The researchers used mathematical models to calculate the amount of virus in exhaled particles and to determine how the particles evaporate and settle on surfaces. In addition, they used characteristics of the virus, such as its decay rate and viral load in infected people, to estimate the risk of transmission in an indoor environment due to normal speech or a short cough. ‘an infectious person. For example, they show that the risk of infection after speaking for an hour in a typical conference room was high, but the risk could be significantly reduced with adequate ventilation.
Based on their models, the researchers have now built Airborne.cam, a free, open-source tool that can be used by those who manage public spaces, such as shops, workplaces, and classrooms, to determine if ventilation is adequate. The tool is already in use in several academic departments at the University of Cambridge. The tool is now a requirement for all high-risk spaces at the University, allowing departments to easily identify hazards and changes in control measures needed to ensure aerosols do not become a health risk.

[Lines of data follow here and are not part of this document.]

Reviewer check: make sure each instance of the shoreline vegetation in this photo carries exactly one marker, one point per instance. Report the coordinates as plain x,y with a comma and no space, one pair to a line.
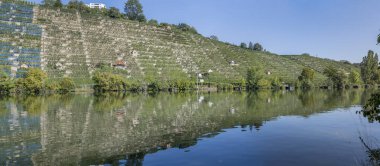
109,79
35,82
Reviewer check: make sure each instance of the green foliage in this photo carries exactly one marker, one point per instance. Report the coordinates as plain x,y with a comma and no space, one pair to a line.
369,68
134,10
276,83
371,109
49,3
336,77
257,47
354,78
66,85
33,82
78,5
6,84
213,37
105,81
58,4
254,75
187,28
153,22
52,86
114,13
224,86
263,84
243,45
250,46
306,78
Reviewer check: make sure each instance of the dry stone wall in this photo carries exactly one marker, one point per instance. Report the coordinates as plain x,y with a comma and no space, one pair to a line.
74,44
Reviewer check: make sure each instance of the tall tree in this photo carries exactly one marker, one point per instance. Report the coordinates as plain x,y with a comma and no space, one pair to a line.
306,78
369,68
58,4
250,46
134,11
336,77
354,78
243,45
258,47
254,75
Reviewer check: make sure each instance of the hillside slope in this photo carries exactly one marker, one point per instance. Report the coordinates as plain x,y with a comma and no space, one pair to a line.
71,44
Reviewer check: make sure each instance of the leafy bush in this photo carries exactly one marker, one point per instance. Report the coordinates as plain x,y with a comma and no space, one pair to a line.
33,81
6,84
66,85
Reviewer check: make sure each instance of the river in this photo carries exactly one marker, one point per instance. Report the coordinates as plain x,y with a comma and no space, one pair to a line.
262,128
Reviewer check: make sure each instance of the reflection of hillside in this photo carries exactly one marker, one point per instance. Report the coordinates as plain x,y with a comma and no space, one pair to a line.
91,130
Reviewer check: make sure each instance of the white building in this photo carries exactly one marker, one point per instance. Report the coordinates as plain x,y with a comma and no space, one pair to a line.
96,5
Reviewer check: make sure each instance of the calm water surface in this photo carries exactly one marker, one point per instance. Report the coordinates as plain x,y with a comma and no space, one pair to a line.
264,128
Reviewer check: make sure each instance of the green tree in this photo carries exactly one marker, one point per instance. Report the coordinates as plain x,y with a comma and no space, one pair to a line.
257,47
58,4
134,10
336,77
213,37
153,22
187,28
6,83
263,83
354,78
276,83
105,81
250,46
254,75
369,68
114,13
66,85
243,45
306,78
33,82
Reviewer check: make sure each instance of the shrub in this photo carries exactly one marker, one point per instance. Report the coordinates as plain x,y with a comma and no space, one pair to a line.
263,83
66,85
33,81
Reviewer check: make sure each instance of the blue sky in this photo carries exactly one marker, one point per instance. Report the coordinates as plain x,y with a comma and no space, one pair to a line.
335,29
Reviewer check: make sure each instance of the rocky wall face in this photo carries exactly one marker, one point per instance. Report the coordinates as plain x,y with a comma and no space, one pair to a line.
20,39
75,44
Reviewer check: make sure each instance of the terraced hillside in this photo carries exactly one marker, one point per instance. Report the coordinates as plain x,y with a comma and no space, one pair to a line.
71,44
20,39
319,64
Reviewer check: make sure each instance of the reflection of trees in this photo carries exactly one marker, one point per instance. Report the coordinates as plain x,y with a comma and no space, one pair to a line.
89,129
371,109
373,154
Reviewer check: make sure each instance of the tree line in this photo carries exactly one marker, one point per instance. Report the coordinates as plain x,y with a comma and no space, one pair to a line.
34,81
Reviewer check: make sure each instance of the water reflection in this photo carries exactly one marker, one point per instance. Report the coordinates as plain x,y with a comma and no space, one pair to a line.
123,128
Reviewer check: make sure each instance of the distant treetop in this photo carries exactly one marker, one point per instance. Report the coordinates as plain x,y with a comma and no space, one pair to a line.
133,10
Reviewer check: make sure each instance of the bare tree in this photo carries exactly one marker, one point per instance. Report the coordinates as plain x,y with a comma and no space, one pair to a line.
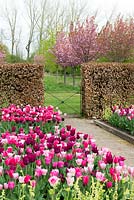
41,21
12,19
33,16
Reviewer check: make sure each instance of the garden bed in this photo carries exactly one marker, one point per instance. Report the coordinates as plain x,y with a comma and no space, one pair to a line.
41,158
120,133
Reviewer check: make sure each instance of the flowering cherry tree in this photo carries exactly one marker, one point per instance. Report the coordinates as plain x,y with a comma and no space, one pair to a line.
79,46
64,53
118,39
84,40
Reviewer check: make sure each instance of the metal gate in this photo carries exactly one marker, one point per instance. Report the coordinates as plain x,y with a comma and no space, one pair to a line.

“The tool can help people use fluid mechanics to make better choices and adapt their daily activities and environment to remove risks, both to themselves and to others,” said the co -author Savvas Gkantonas, who led the development. of the application with Dr. de Oliveira.

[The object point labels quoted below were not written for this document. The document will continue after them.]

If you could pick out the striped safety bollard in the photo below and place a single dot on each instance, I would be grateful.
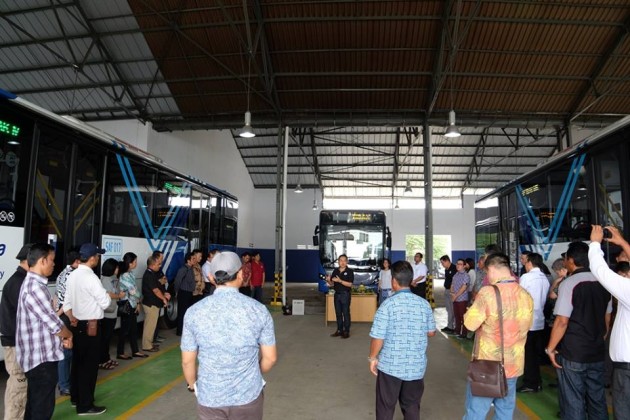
(277, 290)
(429, 292)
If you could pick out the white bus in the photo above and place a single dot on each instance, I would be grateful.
(66, 183)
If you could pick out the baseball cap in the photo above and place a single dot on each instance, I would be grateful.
(89, 250)
(224, 265)
(23, 252)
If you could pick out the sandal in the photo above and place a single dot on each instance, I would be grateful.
(106, 366)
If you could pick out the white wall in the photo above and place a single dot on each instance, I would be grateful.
(301, 220)
(210, 156)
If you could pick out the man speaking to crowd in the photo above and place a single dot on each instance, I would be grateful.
(233, 338)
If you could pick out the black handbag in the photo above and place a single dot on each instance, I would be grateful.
(487, 377)
(124, 308)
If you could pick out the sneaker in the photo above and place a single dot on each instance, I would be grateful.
(525, 389)
(94, 411)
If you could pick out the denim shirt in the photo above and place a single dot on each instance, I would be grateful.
(226, 330)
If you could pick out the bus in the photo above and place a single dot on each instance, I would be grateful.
(362, 235)
(546, 209)
(65, 183)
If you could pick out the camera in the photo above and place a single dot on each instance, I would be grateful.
(607, 234)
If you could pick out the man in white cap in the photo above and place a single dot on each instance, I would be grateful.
(241, 328)
(85, 303)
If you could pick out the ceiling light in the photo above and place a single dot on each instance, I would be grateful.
(408, 188)
(247, 131)
(452, 130)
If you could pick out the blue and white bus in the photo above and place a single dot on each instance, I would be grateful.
(66, 183)
(546, 209)
(362, 235)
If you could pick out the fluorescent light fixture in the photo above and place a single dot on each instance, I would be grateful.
(408, 188)
(452, 130)
(247, 131)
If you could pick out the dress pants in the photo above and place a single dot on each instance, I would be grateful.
(86, 353)
(15, 392)
(184, 301)
(42, 380)
(390, 390)
(533, 347)
(151, 315)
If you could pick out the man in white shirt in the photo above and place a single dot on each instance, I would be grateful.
(619, 287)
(419, 283)
(537, 285)
(84, 304)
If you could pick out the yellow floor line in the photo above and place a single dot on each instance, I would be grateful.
(119, 370)
(157, 394)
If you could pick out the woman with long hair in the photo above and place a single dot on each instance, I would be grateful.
(129, 323)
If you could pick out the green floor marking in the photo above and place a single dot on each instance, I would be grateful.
(129, 389)
(545, 403)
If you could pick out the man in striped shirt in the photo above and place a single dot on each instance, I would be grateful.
(41, 335)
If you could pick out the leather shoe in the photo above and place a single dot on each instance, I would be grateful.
(93, 411)
(526, 389)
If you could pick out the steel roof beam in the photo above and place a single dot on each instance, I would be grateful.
(596, 74)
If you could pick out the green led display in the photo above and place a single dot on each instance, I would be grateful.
(10, 129)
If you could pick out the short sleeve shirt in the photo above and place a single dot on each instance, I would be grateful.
(226, 330)
(402, 322)
(345, 275)
(583, 300)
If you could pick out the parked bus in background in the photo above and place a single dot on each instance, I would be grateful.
(65, 183)
(362, 235)
(546, 209)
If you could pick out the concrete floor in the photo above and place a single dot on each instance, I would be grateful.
(316, 377)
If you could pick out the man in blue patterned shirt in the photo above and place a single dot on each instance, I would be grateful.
(232, 335)
(398, 350)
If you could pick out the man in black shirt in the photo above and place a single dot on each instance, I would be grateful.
(153, 300)
(15, 393)
(576, 347)
(341, 280)
(449, 272)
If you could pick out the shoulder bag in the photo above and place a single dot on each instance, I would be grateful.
(487, 377)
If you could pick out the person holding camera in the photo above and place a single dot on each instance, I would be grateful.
(576, 347)
(619, 287)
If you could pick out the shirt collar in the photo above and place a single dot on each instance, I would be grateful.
(40, 279)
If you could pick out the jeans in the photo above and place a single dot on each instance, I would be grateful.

“We look at all aspects of aerosol and droplet transmission to understand, for example, the fluid mechanics involved in coughing and speech,” said lead author Prof. Epaminondas Mastorakos, also from the department of engineering. “The role of turbulence and how it affects droplets that settle by gravity and those that stay afloat in air, in particular, is not well understood. We hope these and other new findings will be implemented as safety factors in the app as we continue our research. “
The continued development of Airborne.cam, which will soon be available for mobile platforms, is supported in part by Cambridge Enterprise and Churchill College.
Reference: “Evolution of spray and aerosol from respiratory releases: Theory estimate for insight on viral transmission” by PM de Oliveira, LCC Mesquita, S. Gkantonas, A. Giusti and E. Mastorakos January 20, 2021, Proceedings of the Royal Society A.